The Keith Skipper guide to fitness
PUBLISHED: 06:46 10 December 2017 | UPDATED: 09:42 11 December 2017
If you jog backwards you put on weight. Or so says Keith Skipper anyway. Hmm.
It will be time all too soon to get rid of festive excesses with an annual fitness drive based on extreme guilt and expensive gullibility.
Here are a few handy tips and observations to make that redemption path easier from Clement Scottow, most experienced member of north Norfolk’s top walking group, the Poppyland Pacemakers.
His positive outlook is summed up by words stitched on his vest: “You can’t turn back the clock. But you can wind it up again”. He claims to be “just turning 40 – and taking my time about it”.

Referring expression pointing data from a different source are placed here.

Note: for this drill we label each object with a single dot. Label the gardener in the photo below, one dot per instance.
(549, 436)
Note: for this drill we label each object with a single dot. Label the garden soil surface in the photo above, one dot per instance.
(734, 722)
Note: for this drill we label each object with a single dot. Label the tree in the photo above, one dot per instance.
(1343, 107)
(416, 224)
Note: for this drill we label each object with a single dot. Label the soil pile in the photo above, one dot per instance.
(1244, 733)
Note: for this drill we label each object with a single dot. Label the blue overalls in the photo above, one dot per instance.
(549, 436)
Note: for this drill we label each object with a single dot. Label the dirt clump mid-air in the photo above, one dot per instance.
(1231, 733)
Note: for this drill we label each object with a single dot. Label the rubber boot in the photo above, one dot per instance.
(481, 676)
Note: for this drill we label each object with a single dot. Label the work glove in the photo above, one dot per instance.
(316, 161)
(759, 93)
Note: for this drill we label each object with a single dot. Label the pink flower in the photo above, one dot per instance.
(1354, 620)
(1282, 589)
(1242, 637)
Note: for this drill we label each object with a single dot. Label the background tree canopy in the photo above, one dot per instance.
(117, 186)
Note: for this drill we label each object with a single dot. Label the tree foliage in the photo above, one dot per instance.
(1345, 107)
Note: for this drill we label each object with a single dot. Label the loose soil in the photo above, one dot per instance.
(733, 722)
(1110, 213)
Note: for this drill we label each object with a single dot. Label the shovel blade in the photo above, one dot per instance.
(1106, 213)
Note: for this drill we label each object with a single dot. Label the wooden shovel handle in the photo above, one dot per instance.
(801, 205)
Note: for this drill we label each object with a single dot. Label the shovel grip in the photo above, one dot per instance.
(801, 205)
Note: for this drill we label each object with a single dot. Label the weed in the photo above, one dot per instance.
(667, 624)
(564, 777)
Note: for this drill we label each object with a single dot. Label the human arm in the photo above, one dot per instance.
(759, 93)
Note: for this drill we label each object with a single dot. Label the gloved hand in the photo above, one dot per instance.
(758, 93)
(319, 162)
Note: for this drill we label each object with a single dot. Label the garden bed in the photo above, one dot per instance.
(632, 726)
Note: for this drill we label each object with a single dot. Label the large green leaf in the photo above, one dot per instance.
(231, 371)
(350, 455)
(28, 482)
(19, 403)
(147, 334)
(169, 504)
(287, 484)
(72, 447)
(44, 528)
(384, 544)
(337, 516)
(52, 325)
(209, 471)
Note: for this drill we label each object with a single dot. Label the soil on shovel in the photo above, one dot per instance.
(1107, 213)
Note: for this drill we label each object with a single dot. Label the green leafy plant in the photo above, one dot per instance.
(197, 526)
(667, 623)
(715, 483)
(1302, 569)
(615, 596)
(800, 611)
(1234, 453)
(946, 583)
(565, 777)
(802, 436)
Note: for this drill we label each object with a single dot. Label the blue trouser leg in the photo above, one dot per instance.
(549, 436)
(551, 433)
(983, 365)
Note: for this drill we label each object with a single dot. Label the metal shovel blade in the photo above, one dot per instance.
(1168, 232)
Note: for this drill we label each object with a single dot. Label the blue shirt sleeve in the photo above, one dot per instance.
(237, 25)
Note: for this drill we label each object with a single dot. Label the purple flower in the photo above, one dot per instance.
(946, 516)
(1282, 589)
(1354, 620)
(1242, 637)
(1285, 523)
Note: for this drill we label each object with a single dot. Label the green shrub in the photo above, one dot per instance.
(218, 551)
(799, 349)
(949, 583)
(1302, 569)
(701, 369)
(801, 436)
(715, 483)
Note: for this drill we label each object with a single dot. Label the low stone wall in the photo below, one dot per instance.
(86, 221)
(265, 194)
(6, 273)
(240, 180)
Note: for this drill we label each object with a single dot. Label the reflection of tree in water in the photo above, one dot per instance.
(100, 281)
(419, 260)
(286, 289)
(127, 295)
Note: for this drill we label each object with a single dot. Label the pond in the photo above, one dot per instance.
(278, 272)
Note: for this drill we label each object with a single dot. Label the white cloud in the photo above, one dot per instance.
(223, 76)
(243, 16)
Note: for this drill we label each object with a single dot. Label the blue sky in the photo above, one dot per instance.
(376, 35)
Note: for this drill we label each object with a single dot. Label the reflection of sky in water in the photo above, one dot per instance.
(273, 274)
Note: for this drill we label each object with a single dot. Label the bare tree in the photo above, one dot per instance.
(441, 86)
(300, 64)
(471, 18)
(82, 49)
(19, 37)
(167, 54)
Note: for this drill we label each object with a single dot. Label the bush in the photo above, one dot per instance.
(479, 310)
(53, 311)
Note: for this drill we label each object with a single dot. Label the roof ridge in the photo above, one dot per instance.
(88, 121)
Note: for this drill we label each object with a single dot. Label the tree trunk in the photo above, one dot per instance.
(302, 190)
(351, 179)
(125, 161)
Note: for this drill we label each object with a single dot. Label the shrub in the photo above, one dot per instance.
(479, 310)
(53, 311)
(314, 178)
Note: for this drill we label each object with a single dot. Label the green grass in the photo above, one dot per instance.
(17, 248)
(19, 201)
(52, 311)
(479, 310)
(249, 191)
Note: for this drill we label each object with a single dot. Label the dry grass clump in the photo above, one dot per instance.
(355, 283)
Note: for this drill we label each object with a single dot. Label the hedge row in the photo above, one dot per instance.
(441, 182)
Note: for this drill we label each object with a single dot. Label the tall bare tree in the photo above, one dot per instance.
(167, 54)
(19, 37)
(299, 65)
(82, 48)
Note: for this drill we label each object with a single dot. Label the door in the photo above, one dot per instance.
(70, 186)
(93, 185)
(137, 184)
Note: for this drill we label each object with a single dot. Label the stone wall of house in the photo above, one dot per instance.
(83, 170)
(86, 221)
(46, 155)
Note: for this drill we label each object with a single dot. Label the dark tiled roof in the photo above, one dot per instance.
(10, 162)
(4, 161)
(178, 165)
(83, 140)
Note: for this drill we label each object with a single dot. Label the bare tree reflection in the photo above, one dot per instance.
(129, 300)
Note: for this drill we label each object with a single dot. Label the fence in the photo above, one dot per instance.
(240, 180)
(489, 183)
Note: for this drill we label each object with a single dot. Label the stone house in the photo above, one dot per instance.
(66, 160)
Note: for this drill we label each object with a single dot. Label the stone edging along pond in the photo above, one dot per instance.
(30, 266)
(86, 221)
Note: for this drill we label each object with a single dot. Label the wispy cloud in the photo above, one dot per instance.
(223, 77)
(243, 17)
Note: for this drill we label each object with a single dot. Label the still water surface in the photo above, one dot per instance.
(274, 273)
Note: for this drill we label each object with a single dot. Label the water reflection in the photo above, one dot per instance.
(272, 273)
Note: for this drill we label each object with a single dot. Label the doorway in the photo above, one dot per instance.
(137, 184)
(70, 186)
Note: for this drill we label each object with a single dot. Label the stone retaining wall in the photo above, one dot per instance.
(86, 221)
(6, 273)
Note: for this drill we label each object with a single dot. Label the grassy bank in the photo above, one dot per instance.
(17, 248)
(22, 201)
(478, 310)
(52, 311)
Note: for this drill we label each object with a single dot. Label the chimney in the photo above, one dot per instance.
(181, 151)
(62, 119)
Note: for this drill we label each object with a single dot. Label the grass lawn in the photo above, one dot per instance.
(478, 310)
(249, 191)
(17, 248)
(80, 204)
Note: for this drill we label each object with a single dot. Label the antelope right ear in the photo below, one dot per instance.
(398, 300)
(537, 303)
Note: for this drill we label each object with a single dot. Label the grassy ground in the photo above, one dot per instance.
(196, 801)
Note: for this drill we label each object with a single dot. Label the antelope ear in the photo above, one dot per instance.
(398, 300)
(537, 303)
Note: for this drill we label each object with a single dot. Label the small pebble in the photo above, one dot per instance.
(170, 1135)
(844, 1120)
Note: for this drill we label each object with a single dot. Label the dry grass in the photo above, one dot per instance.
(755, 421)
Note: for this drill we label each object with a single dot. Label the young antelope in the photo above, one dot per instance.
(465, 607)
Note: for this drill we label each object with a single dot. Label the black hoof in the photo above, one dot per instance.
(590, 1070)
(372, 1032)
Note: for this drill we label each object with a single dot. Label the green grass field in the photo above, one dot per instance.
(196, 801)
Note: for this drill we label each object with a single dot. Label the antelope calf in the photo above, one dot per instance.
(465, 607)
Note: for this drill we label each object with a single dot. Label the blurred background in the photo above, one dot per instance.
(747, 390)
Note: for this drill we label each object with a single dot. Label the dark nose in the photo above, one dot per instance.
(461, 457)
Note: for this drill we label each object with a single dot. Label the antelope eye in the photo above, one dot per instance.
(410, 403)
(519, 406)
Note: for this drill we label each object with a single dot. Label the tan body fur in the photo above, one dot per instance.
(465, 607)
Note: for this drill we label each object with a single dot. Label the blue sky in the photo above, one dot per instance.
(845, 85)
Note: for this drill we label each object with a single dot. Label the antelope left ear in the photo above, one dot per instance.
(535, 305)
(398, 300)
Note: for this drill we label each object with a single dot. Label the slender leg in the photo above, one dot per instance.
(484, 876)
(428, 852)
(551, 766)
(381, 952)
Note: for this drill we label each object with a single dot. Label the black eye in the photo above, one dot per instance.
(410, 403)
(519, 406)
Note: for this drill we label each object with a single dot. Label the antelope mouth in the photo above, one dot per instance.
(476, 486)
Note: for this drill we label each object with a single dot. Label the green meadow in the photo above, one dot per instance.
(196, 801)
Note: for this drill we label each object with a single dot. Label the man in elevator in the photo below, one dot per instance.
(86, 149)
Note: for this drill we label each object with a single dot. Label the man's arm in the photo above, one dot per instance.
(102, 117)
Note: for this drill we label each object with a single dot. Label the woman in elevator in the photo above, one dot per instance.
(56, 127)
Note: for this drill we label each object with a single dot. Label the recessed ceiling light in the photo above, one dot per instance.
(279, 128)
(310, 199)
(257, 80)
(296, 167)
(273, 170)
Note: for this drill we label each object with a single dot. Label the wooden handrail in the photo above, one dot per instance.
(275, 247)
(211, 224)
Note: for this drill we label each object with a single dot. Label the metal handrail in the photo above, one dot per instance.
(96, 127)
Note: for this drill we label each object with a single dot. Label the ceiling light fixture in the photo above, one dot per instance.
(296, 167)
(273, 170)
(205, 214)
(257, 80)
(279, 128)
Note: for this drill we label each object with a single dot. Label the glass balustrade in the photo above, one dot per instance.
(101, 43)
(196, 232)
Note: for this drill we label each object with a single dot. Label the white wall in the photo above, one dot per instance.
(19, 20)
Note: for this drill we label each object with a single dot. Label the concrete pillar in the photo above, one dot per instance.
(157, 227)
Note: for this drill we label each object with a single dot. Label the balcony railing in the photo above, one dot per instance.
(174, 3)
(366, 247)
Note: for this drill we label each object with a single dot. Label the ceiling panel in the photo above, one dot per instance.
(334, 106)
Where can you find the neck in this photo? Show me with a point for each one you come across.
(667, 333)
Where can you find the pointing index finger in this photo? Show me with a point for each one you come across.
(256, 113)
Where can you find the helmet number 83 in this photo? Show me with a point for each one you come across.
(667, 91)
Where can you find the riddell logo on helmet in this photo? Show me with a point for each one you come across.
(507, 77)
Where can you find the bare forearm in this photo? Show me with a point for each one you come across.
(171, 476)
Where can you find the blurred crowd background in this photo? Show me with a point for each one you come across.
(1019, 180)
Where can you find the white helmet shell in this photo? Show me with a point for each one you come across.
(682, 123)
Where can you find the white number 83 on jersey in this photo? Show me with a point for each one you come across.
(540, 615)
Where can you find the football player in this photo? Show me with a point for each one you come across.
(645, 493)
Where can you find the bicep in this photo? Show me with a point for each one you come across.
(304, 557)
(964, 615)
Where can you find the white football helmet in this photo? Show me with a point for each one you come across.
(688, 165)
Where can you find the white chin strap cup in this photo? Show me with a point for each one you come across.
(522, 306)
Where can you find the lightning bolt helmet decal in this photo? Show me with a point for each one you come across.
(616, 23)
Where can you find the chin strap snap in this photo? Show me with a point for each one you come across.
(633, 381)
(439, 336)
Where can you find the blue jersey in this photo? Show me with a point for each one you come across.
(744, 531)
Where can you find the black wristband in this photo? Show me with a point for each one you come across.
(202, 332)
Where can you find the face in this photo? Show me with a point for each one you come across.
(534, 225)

Try these for size before stepping up to the empty plate after Boxing Day:
Walking can add minutes to your life. This enables you at 85 years old to spend an additional five months in a nursing home at £700 a month.
Age is all in the mind. The trick is keeping it from creeping down into your body.
My grandpa started walking five miles a day when he was 80. Now he’s 97 – and we haven’t a clue where he is.
It may be best to walk early in the morning before the brain figures out what you’re doing.
I joined a health club last year and spent over £700. I haven’t lost an ounce. Apparently, you have to go there.
I have flabby thighs. Fortunately, my stomach covers them.
The big advantage of daily exercise is so when you die, they’ll say: “Well, he looks good, doesn’t he?”
I like long walks. Especially when they’re taken by people who annoy me.
If you’re going to try cross-country ski-ing, start with a small country.
Don’t jog backwards. You may put on weight.
Most exercise many of my colleagues manage is jumping to conclusions.
If you can’t get out for exercise, enjoy Norfolk’s favourite indoor sport – hunting for your spectacles.
Tell folk over the festive season you get plenty of exercise … “I was out last week four nights running”.